Now she’s out of the building. The world seems more surreal even. When one finds home in the shadows, the opening of the space, even just the space between two rows of identical buildings gives the sense that somethings can be shifted in unexpected ways. It gives she the sense of awe and the joy of being able to feel that awe. The shinny gray resident walkway under the moon and the sparse tree covers looks like a static river, and on this river, Ming floats among the two three-story buildings, looking at nothing and everything. She does not feel like anything is surprising, and yet. There’s the window with light still shines through it, the curtains contain the secret of that particular block of space, so small looking from she’s walking, yet so deep it’s impossible to penetrate.
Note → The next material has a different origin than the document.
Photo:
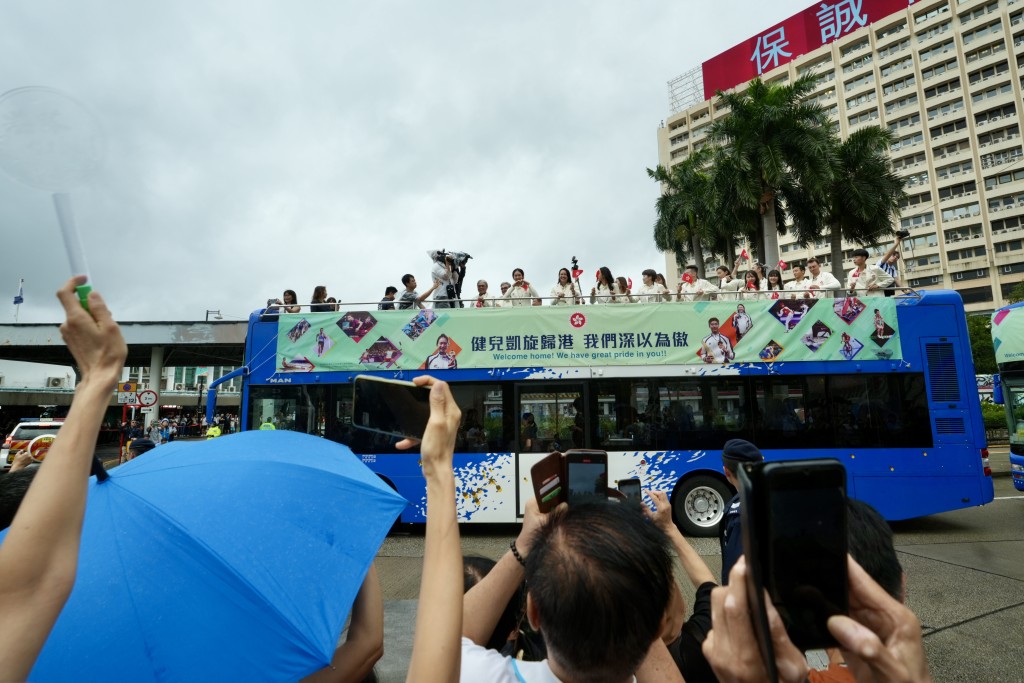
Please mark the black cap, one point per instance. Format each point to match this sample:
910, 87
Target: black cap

Rows of identical buildings are etched in her mind’s eye. They are like puzzle pieces of life, never-ending combinations and permutations and multitudes of variations under the stars, made of concrete and lives, bicycles and trash bags. And now it’s all so quiet. Like everything are in its proper place, for this moment, and then everything changes again, and yet not changed, it’s just a cycle that repeats. Ming does not understand why that is.
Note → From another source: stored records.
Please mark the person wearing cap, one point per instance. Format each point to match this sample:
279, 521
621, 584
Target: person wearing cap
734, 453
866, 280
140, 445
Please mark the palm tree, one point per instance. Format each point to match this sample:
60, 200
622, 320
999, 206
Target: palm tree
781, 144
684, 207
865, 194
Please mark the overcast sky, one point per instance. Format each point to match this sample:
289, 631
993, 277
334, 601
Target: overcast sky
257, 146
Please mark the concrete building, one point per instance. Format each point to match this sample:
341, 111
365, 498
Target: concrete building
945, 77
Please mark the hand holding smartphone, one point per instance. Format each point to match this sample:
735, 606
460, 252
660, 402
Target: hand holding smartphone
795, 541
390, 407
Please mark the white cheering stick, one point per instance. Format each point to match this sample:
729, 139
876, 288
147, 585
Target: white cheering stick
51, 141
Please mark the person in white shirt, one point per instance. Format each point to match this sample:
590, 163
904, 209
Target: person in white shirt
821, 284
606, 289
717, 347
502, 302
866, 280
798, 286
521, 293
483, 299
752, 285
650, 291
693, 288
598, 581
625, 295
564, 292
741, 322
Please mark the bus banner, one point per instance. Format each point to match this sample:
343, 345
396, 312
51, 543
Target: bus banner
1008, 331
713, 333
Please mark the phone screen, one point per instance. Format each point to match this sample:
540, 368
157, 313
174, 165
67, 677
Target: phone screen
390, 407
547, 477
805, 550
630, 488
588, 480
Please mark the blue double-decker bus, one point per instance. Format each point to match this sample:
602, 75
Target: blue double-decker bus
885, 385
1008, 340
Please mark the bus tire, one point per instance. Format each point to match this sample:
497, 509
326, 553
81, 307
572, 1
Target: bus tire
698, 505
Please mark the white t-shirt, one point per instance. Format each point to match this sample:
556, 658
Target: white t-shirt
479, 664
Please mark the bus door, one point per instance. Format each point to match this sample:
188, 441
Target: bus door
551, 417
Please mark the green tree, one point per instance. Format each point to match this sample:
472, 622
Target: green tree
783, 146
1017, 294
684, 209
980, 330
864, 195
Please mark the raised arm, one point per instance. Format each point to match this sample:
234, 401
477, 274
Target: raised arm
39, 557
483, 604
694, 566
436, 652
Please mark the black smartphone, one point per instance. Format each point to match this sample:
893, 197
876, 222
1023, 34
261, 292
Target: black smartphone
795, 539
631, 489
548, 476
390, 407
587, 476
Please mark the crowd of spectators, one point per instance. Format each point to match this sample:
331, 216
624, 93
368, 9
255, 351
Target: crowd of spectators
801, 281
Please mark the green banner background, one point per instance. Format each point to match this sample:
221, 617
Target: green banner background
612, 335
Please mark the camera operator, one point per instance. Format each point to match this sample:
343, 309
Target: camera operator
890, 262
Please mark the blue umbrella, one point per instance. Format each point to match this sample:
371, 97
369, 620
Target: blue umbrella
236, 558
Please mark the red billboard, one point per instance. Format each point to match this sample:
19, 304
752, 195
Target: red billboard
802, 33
Getting out of the neighborhood of the maze made out of 3-story building is a revolution itself. Not wanting to looks back once, she steps outside of the pull of a mysterious gravity source that is called home, into the market place that would have buzzed with activity starting in the early morning with the breakfast crowd. Ming can smell the DouFu Nao (spicy tofu soup with bean paste) and JianBing Guo Zi (green-bean crepe with egg, the best morning starter ever), but that is 9 hours away, so she savors the mental taste in her mouth and hurries on.
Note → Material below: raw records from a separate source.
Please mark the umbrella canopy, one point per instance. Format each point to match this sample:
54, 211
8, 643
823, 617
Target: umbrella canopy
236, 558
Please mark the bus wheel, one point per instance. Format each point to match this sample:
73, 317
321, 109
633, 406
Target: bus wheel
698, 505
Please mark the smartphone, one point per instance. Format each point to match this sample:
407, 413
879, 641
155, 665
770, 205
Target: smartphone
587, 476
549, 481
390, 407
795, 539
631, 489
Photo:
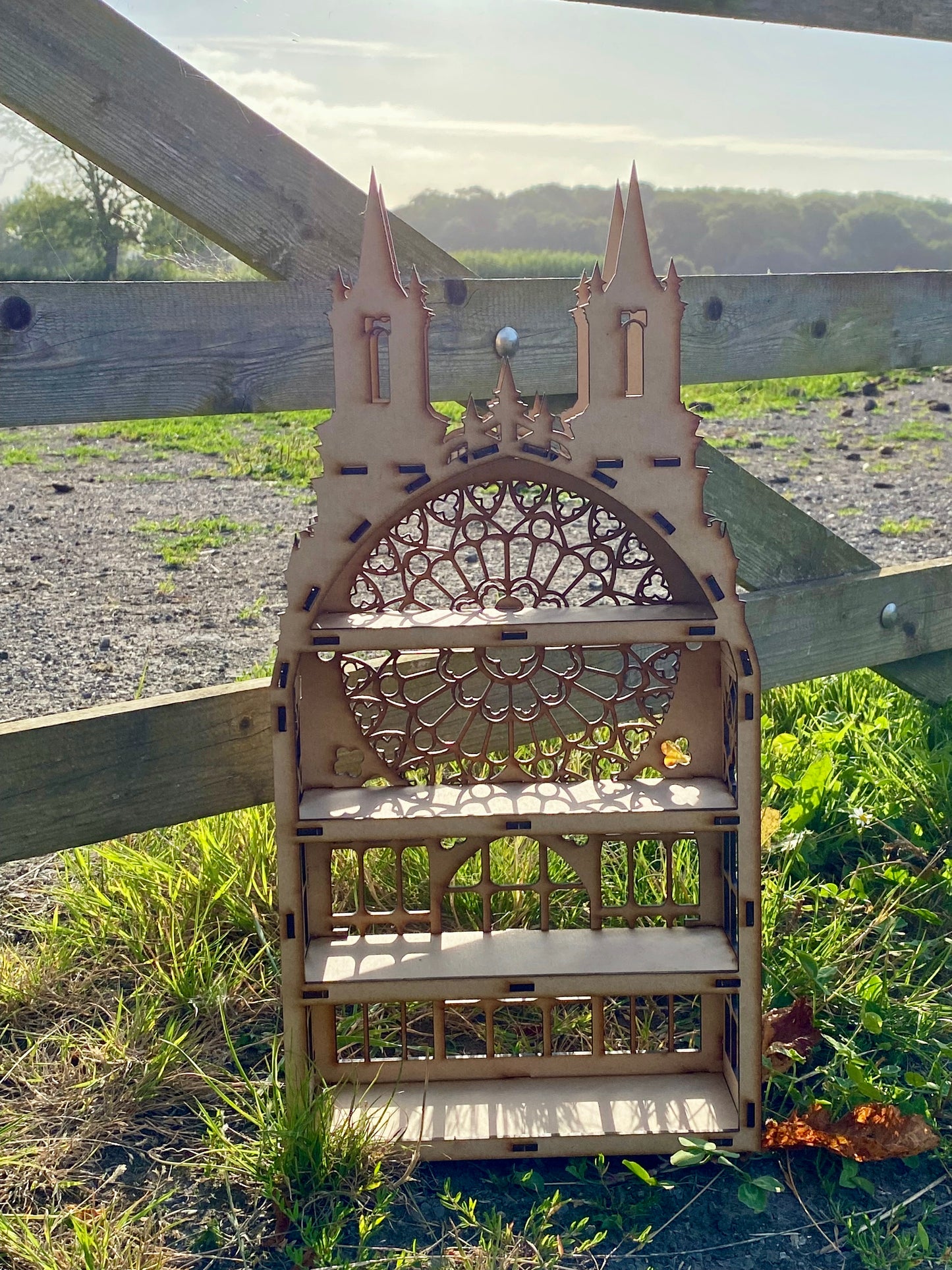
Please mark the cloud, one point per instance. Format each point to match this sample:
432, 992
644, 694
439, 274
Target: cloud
290, 102
315, 45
Not that she does not want to be seen walking alone, a ten-year-old child, in the middle of the street, in the middle of the night. But she has a destination, and she has a purpose. This grand adventure has set in her mind an identity, she is living it, she is not afraid of anything, only worry is that she is not able to be that person. She is chasing herself. When the street lights alternates the color of the world with each of her steps, she imagines nothing, but this world within her. The colors are her own, the echoes of her steps are as firm as her steps, the darkness and the dim lights washes over her mind in time, the wind is as gentle as prayers that she dreamt. The world is hers.

Trees in the dark.

It’s getting late, she thinks, maybe a little too late, but something is pulling her towards the park, several streets from her apartment, a whole neighborhood or two away, but she knows that she will go nevertheless. She can feel it, a pleasant buzz is all that she can understand, her whole body hums with the desire to just be there. She knows that she will be, and she can not wait.

Nobody will stop her. Her parents are either home or not home, she does not care much, since they won’t be stopping her from going to a far-away park in the middle of night by herself, being just ten years old. They are not concerned with her, nothing ever happens to her, they seem to think she neither exists nor non-exists. As the only child, she is just there, one day happened upon their lives and no doubt it will just be that way always.

Not that Ming minds. She much prefers to keep to herself, for after all, there is so much of herself to be content with. One part of her now stands silently in this park that she is looking forward to venture into, to which she will be rejoining in utter bliss for maybe half an hour or an eternity, then bid that part of her goodbye with all the tenderness of a fresh young lover on her first taste of the eternal life. Then for the whole of the next day, she will know contentment as only a lucky few has ever felt before. She knows that to be true, for not only does that union give her the sense of purpose, it also gives her the ultimate gift: the appreciation of her very life.

She senses are sharpened in the darkness. There are no lights in the ancient, slightly tilting brick building in which her parents’ apartment is part of.